Review: As far as compilations go, this first edition of the newly created 'From The Dark' release series from Cultivated Electronics is definitely up there, showcasing some of the freshest sounds in modern bass music. This eight track selection delves into the darker, swampier side of bass production, including belters from the likes of Exterminador, Sync 24, Delta Funktionen, Alienata and more. Our immediate standouts from this one however have to be 214's glitchy expedition into arpeggiated madness in 'Rock Scramble', along with Versalife's moogy roller 'Infinite Velocities' and the spooky chops of 'GmBHZolhoff' from Stratowerx.
Review: Versalife producer Boris Bunnik has long been part of Holland's vibrant 808 electro scene, releasing decidedly angular electronic rhythms under a myriad of pseudonyms. Here, he continues his journey into Drexciyan territory with a formidably spooky first full-length under the Versalife moniker. His formula is simple; deep, otherworldly electronic atmospherics and industrial strength drum machine rhythms. Occasionally, he goes deeper still - see the intergalactic ambience of "Further Connections" and the slo-mo delight of "Dawn of A New Day" - ensuring that Vantage Point has panoramic appeal.
Review: It's been some two years since Dutch veteran Boris Bunnik (AKA Conforce, Hexagon, Silent Harbour, Vernon Facility etc) donned his Versalife moniker. Collission With The Past 1 sees him in fine form, casually joining the dots between bubbling IDM, vintage electro, glacial ambience and icy techno. "Before The Interrogation" sets the tone, delivering waves of subdued melodies and crystalline textures. The more 808 electro influenced "Utilise The Secondary Suspensor" raises the pulse further, before Bunnik lets loose on the dark, hypnotic techno of "Mariana". Best of all, though, is "I See Myself", a formidable blend of Autechre-style IDM rhythms, Drexciyan electro and tipsy electronics.

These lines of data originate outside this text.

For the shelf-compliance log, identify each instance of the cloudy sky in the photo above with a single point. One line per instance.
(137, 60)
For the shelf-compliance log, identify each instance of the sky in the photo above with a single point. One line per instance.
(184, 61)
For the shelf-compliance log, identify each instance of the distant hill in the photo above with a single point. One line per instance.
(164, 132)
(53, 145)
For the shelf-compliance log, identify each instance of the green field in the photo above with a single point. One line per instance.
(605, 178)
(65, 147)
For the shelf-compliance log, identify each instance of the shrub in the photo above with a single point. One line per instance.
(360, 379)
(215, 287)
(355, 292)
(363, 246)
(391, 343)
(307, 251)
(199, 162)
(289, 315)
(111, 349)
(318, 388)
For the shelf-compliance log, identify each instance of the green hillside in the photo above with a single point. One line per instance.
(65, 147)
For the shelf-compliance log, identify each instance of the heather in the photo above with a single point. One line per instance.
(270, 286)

Review: Dutchman Boris Bunnik is no newcomer to the tech world, and is very much considered a certified veteran around these parts. In fact, his Conforce alias is still one of our top choices when it comes to house and techno hybrids, and the same goes for Versalife and the electro spectrum. He's back via the latter this week, returning with the third helping of Soul Of The Automaton through his own Transcendent imprint and, oh boy, does this guy know how to smash out electro. Unlike many newbies about the place right now, tracks like "Utopia In Distress" and "Lapis Lazuli" are utter quality throughout, and the same goes for the flipside, where Bunnik churns out nothing but deep, ethereal vibes on both "Missing Link" and "Portamento Quints" in what wraps up as a stellar EP from the reliable artist.
Review: Boris Bunnik reveals the second edition of his Night Time Activities as Versalife which demonstrates further withdrawal away from the sanctity of bog standard techno - a manoeuvre we wholeheartedly endorse. Fans of the Martian techno paranoia Mills has been dabbling in with the Something In The Sky series will flock towards "Unclear Matters" which has a multiplicity of strange and menacing rhythms radiating from the sonic mist. Proceedings continue in this fashion on the spectral electro flex of "Electronic Suspect" and the Utopian Drexciya stylings of "Night Time In The Computer Labs", both of which really demonstrate Bunnik's prowess with analogue machinery.
Review: Two of electro's most respected names, Versalife and the long-running Trust label, come together for a heavyweight four-tracker. The appeal of Boris Bunnik's project has always been its ability to balance impactful bass with melodic elements - and this sensibility is writ large on Cosmic Language. "Neogenesis", with its swaggering low end and eerie strings, is a perfect example of this approach. In contrast, the title track is more stripped back, revolving around industrial-strength 808s, while on "Recirculator", Bunnik delivers a tough, steely techno workout. Rounding off this fine release, Bunnik returns to the atmospheric realms with the brooding, acid gurgles of "Gravitational Anomaly".